J’aurais aimé dire quelque chose mais je restais sans voix, dépassé par la situation. Comment allions nous sortir de l’impasse ? Mon fils m’affirma avec sang froid que le temps était avec nous. Dans deux heures la nuit tomberait bientôt et le bulletin météo annonçait un orage qui allait renforcer la pénombre. Nous pourrions agir à la faveur de la nuit et maitriser la situation.
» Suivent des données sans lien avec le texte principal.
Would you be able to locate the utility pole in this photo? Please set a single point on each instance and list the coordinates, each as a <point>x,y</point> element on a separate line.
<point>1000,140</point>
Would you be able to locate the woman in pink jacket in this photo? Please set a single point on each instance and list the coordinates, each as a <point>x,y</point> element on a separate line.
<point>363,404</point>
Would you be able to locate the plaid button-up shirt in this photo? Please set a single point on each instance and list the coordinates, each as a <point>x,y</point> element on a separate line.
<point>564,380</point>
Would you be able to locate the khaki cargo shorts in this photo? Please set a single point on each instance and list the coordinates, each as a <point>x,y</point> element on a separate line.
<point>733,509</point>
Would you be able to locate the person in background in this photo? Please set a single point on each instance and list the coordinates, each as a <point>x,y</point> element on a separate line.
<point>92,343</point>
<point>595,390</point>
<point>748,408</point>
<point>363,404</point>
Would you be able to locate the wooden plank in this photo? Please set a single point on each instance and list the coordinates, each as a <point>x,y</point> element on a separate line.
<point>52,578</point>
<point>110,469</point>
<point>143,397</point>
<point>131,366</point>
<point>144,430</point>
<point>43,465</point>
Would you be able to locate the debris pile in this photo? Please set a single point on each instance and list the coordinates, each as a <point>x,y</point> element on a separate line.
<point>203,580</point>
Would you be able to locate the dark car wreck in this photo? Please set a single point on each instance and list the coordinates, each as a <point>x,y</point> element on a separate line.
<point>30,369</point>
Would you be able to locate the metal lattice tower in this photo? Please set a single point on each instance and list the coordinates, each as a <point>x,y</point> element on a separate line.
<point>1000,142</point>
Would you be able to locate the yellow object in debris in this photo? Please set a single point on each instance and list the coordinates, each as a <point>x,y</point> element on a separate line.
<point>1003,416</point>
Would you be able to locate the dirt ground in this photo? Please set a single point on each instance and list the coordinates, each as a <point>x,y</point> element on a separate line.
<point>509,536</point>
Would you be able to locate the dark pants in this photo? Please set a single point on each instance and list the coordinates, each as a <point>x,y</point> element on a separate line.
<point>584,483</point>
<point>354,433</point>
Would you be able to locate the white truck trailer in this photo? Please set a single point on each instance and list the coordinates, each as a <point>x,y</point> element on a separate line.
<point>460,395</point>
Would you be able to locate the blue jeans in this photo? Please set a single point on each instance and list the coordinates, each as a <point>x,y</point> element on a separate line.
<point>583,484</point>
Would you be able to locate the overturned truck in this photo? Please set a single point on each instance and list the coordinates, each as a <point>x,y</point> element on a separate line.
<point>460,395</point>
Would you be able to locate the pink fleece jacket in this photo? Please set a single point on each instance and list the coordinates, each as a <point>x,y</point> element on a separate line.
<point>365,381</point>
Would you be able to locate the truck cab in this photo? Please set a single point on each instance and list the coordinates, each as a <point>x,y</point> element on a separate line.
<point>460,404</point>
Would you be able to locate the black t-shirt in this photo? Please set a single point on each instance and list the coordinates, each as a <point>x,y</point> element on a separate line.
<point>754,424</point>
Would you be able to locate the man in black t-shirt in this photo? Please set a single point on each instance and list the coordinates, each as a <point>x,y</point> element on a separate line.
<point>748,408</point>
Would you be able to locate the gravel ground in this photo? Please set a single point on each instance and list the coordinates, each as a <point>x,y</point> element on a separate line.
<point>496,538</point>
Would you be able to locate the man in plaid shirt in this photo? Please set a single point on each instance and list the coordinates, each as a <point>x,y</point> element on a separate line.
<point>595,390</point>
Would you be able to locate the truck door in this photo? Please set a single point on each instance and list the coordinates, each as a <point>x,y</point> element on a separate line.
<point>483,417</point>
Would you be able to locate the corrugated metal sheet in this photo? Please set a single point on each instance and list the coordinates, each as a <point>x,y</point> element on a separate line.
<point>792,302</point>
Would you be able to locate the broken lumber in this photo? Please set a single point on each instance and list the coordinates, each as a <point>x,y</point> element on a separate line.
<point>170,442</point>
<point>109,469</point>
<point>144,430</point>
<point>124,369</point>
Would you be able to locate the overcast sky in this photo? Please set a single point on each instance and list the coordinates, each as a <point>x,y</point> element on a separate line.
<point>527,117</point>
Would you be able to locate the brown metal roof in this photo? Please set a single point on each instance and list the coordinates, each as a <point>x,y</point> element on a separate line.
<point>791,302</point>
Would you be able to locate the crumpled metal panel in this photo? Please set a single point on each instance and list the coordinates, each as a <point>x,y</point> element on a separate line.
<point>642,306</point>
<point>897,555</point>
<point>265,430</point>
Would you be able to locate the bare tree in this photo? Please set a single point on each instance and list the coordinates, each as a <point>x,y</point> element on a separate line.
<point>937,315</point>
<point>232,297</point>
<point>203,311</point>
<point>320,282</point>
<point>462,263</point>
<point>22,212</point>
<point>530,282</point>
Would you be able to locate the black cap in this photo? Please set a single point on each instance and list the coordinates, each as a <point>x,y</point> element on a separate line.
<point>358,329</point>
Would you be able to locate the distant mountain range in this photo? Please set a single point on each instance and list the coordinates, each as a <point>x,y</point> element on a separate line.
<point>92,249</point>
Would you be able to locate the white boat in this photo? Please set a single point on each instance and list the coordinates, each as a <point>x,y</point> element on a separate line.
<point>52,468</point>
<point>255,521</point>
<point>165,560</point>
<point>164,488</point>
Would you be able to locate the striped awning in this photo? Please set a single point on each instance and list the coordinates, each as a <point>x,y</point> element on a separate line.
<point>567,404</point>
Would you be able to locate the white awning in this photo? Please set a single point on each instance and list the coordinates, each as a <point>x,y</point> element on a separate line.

L’équipage se prépara et le sous-marin descendit suffisamment pour ne pas être repéré puis se posta à bonne distance, sous le laboratoire. Trois ombres furtives s’échappèrent de l’appareil pour s’évanouir dans la nuit. Les caméras infrarouges fixées à leur équipement nous permirent d’assister à l’opération, aux premières loges. Les écrans diffusaient des bribes de forêt sombre. Soudain la face d’une bête réveillée trop brusquement jaillit à nos yeux. Je craignais le pire. Pourvu que les malfrats ne repèrent pas nos sauveteurs ! Ces derniers étaient encore suffisamment loin sous la terrasse du labo et je me rassurais en espérant que les gardes ne soupçonneraient rien d’inhabituel et ne relèveraient pas le mouvement d’un animal qu’ils imagineraient peinant à s’endormir. L’ascension me parut interminable. Les hommes progressaient lentement, prudemment pour être le plus discrets possibles. Les images défilaient sur les écrans. J’étais subjugué par la délicatesse avec laquelle ils posaient leurs mains sur les branches et la souplesse et la fluidité avec lesquelles ils grimpaient le long du tronc. Mon fils se rongeait les ongles. Je l’entendis murmurer « Courage les gars, vous y êtes presque ».
Enfin la terrasse apparut au dessus de nous et par l’entrelacs de son grillage nous distinguions les larges semelles des deux gardes et celles plus fines de leur chef. Les micros embarqués des gars nous permirent d’écouter les propos de la chef des ravisseurs :
- « … source fiable m’a confirmé que leurs travaux portent sur un médicament permettant aux membres d’être facilement ressoudés si ils ont été tranché net ! C’est prodigieux, ils ont observé cette faculté chez certaines grenouilles qu’ils ont trouvées dans les flaques qui se forment aux creux des plus hautes branches. Nous allons faire fortune en développant ce produit miraculeux », conclut-elle en émettant de nouveau son rire affreux, accompagnée par les gloussements niais des deux autres.
J’étais atterré. Si cette infâme escroqueuse et ses sbires parvenaient à vendre cette horreur aux armées du monde entier, la paix sur Terre ne serait plus qu’un lointain souvenir…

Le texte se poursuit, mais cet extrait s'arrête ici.